George Townsend Adee (January 4, 1874 – July 31, 1948) was an American football player and tennis player and official. He was the quarterback of the undefeated national champion 1894 Yale Bulldogs football team and was selected as the first-team quarterback on the 1894 All-America college football team.

==Early life==
Adee was born in Stonington, Connecticut, in 1874. He was the son of George Augustus Adee, a prominent New York banker, and the former Adelaide Palmer Stanton. His parents were both descendants of colonial settlers. He attended the Harrington School in Westchester.

==Yale==
Adee enrolled at Yale University in 1891. He was the quarterback of the 1893 and 1894 Yale Bulldogs football teams. He led the 1893 team to a 10–1 record and the 1894 team to a perfect 16–0 record. The 1894 team has been recognized as the 1894 national champion by the Billingsley Report, the Helms Athletic Foundation, and the National Championship Foundation. At the end of the 1894 season, Adee was selected by both Walter Camp and Caspar Whitney as the first-team quarterback on the 1894 All-America college football team.

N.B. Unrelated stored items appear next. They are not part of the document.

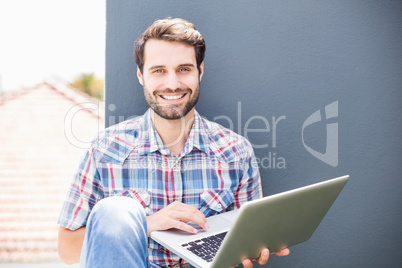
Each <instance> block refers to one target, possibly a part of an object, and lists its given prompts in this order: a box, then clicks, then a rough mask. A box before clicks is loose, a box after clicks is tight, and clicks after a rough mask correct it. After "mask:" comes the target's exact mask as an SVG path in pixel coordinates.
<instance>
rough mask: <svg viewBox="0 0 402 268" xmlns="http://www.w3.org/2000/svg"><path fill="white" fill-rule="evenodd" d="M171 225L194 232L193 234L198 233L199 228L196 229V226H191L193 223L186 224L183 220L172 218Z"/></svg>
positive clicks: (189, 231)
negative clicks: (179, 219)
mask: <svg viewBox="0 0 402 268" xmlns="http://www.w3.org/2000/svg"><path fill="white" fill-rule="evenodd" d="M169 225H170V226H171V227H172V228H177V229H180V230H183V231H185V232H188V233H192V234H196V233H198V231H197V229H195V228H194V227H193V226H191V225H188V224H185V223H184V222H182V221H178V220H174V219H171V221H170V224H169Z"/></svg>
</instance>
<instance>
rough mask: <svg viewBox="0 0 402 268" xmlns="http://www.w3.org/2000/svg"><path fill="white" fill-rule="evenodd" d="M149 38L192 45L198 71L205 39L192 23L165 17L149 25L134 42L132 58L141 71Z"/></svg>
mask: <svg viewBox="0 0 402 268" xmlns="http://www.w3.org/2000/svg"><path fill="white" fill-rule="evenodd" d="M151 38H154V39H159V40H164V41H171V42H173V41H176V42H182V43H186V44H188V45H190V46H193V47H194V49H195V58H196V61H197V68H198V71H200V65H201V63H202V61H203V60H204V56H205V41H204V38H203V37H202V35H201V34H200V33H199V32H198V31H197V30H196V29H195V26H194V24H192V23H191V22H189V21H186V20H184V19H180V18H175V19H172V18H167V19H163V20H157V21H155V22H154V23H153V24H152V25H151V26H149V27H148V29H146V30H145V32H143V33H142V34H141V35H140V36H139V37H138V38H137V40H136V41H135V43H134V59H135V63H136V64H137V66H138V68H139V69H140V71H141V73H142V71H143V68H144V47H145V43H146V42H147V41H148V40H149V39H151Z"/></svg>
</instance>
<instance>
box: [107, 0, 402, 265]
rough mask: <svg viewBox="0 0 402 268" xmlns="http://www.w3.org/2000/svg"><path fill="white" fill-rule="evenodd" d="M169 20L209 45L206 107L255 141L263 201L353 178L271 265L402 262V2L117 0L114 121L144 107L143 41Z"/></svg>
mask: <svg viewBox="0 0 402 268" xmlns="http://www.w3.org/2000/svg"><path fill="white" fill-rule="evenodd" d="M168 16H172V17H183V18H185V19H188V20H190V21H192V22H193V23H195V25H196V26H197V28H198V29H199V30H200V32H201V33H202V34H203V36H204V38H205V39H206V43H207V53H206V59H205V75H204V78H203V81H202V85H201V97H200V101H199V104H197V110H198V111H199V112H200V113H201V114H202V115H203V116H205V117H206V118H208V119H210V120H214V121H216V122H219V123H221V124H223V125H225V126H227V127H230V128H232V129H233V130H235V131H236V132H241V133H242V134H243V135H247V137H248V138H249V140H250V141H251V142H252V143H253V144H254V145H256V148H255V152H256V155H257V157H258V159H259V160H260V161H261V162H260V171H261V175H262V182H263V189H264V195H270V194H273V193H277V192H281V191H284V190H288V189H292V188H295V187H298V186H303V185H306V184H310V183H314V182H318V181H322V180H324V179H329V178H332V177H335V176H340V175H344V174H350V176H351V178H350V181H349V183H348V184H347V186H346V188H345V189H344V191H343V192H342V193H341V195H340V196H339V198H338V199H337V201H336V202H335V204H334V206H333V207H332V208H331V210H330V212H329V213H328V214H327V216H326V218H325V219H324V221H323V222H322V223H321V225H320V226H319V228H318V229H317V231H316V233H315V234H314V235H313V237H312V238H311V240H309V241H308V242H306V243H303V244H301V245H297V246H294V247H291V255H290V256H288V257H286V258H278V257H272V258H271V260H270V266H269V267H397V266H399V267H402V258H401V257H400V251H401V249H402V246H401V245H402V232H401V228H400V225H401V222H402V209H401V208H402V198H401V197H400V195H401V187H402V177H401V174H402V161H401V156H402V146H401V139H400V131H401V119H400V115H399V113H400V111H401V106H402V88H401V85H402V73H401V71H402V63H401V62H402V1H397V0H394V1H392V0H391V1H363V0H362V1H357V0H352V1H313V0H309V1H261V0H260V1H232V0H231V1H163V0H154V1H133V0H126V1H108V3H107V49H106V102H107V105H111V106H109V109H107V117H106V118H107V119H106V124H107V125H108V124H113V123H114V122H117V121H121V120H123V119H127V118H129V117H130V116H133V115H139V114H142V113H143V112H144V111H145V110H146V108H147V105H146V103H145V101H144V97H143V92H142V88H141V86H140V84H139V83H138V81H137V79H136V75H135V71H136V66H135V64H134V61H133V57H132V47H133V42H134V40H135V39H136V37H137V36H138V35H139V34H140V33H141V32H142V31H143V30H144V29H145V28H146V27H147V26H148V25H150V24H151V23H152V22H153V21H154V20H155V19H159V18H165V17H168ZM329 104H332V106H331V105H330V106H329V107H328V111H327V112H326V113H325V112H324V109H325V106H326V105H329ZM106 107H107V108H108V106H106ZM318 110H320V111H321V113H320V114H321V116H322V120H321V121H319V120H318V119H316V120H313V121H317V122H315V123H314V124H310V125H309V123H311V122H313V121H309V120H308V118H309V117H310V115H312V114H314V113H315V112H316V111H318ZM316 115H319V114H316ZM272 117H275V119H272ZM278 118H282V119H281V120H279V119H278ZM313 119H314V118H313ZM306 120H307V121H306ZM273 121H276V122H277V123H276V129H275V131H274V126H273V125H274V124H273ZM318 121H319V122H318ZM303 125H304V127H305V128H303ZM327 128H328V135H327V134H326V133H327ZM256 129H257V130H259V132H258V131H255V130H256ZM302 132H303V135H302ZM327 136H328V142H327ZM337 142H338V143H337ZM326 144H329V147H328V151H327V154H326V155H324V153H325V151H326ZM331 146H332V147H331ZM308 148H311V149H310V151H311V152H313V153H310V152H309V151H308ZM314 151H317V152H318V153H314ZM320 153H321V155H320ZM313 154H315V156H314V155H313ZM325 157H328V158H325ZM320 159H321V160H320ZM274 160H275V165H274V163H273V162H274ZM322 160H325V161H326V162H327V163H325V162H324V161H322Z"/></svg>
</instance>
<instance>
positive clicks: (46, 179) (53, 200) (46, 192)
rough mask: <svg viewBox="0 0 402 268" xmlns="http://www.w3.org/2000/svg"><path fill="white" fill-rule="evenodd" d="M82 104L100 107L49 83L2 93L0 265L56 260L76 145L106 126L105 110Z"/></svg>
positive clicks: (87, 140)
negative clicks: (103, 117)
mask: <svg viewBox="0 0 402 268" xmlns="http://www.w3.org/2000/svg"><path fill="white" fill-rule="evenodd" d="M83 103H85V104H88V103H94V105H95V106H97V105H98V101H96V100H95V99H93V98H90V97H89V96H87V95H85V94H83V93H81V92H79V91H77V90H75V89H72V88H70V87H67V86H65V85H61V84H57V83H54V82H49V81H47V82H44V83H41V84H39V85H37V86H35V87H32V88H29V89H26V90H23V91H19V92H16V93H11V94H6V95H5V96H2V97H0V144H1V145H0V263H1V262H39V261H41V262H43V261H55V260H58V255H57V230H58V225H57V218H58V215H59V212H60V209H61V206H62V202H63V199H64V197H65V195H66V193H67V189H68V185H69V183H70V181H71V178H72V176H73V173H74V170H75V168H76V167H77V165H78V161H79V158H80V155H81V154H82V152H83V148H78V147H77V146H78V145H80V146H81V147H82V144H85V141H86V142H89V141H90V140H91V138H92V137H94V136H95V135H96V133H97V132H98V131H99V129H102V128H103V127H104V124H103V121H104V119H103V112H100V113H98V112H97V111H94V110H92V109H79V108H80V105H82V104H83ZM73 107H78V109H76V110H75V111H74V116H73V117H71V118H70V117H68V113H69V112H70V113H71V111H72V110H71V109H72V108H73ZM82 108H85V107H84V106H83V107H82ZM100 114H101V115H100ZM68 118H70V119H68ZM66 119H67V120H70V121H71V122H67V121H66ZM65 128H69V129H68V131H66V129H65ZM65 133H72V134H73V135H72V136H71V135H70V137H68V135H67V136H66V134H65ZM74 139H75V140H74ZM77 140H78V141H79V142H77Z"/></svg>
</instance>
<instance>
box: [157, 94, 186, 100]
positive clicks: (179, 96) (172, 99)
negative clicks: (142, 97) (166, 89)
mask: <svg viewBox="0 0 402 268" xmlns="http://www.w3.org/2000/svg"><path fill="white" fill-rule="evenodd" d="M183 96H184V94H183V95H176V96H162V98H164V99H165V100H178V99H181V98H183Z"/></svg>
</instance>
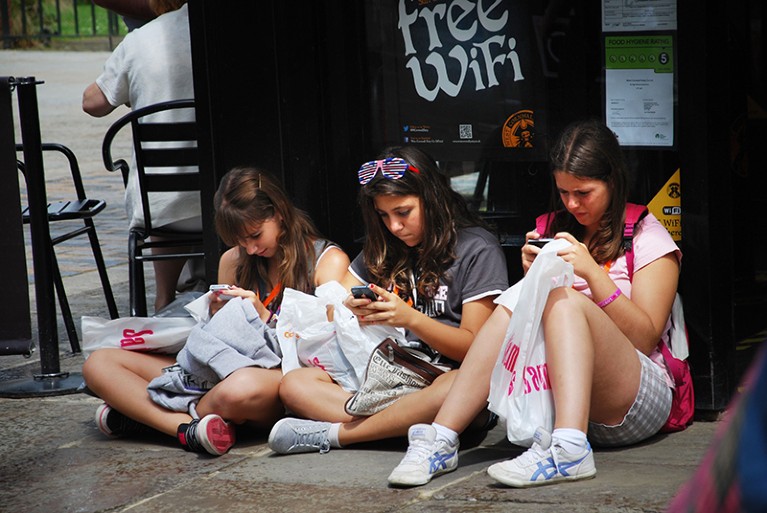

In the spring of 1895, Adee served as the manager of Yale's varsity crew and was named president of the Yale Navy. Adee received a bachelor of arts degree from Yale in June 1895.

Adee remained active in Yale organizations throughout his life, including service on the Yale Athletic Advisory Committee and as president of the Yale Club of New York. In 1931, Yale honored him with an honorary Master of Arts degree for leadership in connection with Yale athletics.

==Tennis==
Adee was also a leader in organizing amateur tennis in the United States. He played six times in the USA singles championship between 1903 and 1909. He also served as president of the United States Lawn Tennis Association from 1916 to 1919. He was also a member of the Davis Cup and Amateur Rules Committees. In 1964, he was inducted into the International Tennis Hall of Fame.

==Military service and later years==
Adee served in the U.S. Army in the Spanish–American War and World War I. He held the rank of major in the infantry during World War I. He participated in the St. Mihiel drive and the Meuse–Argonne offensive. He sustained injuries in a German gas attack.

Adee spent his professional career on Wall Street. He began with the firm of Cuyler, Morgan & Co with whom he worked for four years. He then formed the firm of Batcheller & Adee with George E. Batcheller. The firm later became Batcheller, Adee & Rawlins. He was later a partner in Reynolds, Fish & Co. from 1928 to 1944. He concluded his career as a partner in the New York Stock Exchange firm of Mallory, Adee & Co.

Adee was married in 1946 to Katherine Comly Taller. He died at his home at 2 Beekman Place in New York, New York, in 1948 at age 74.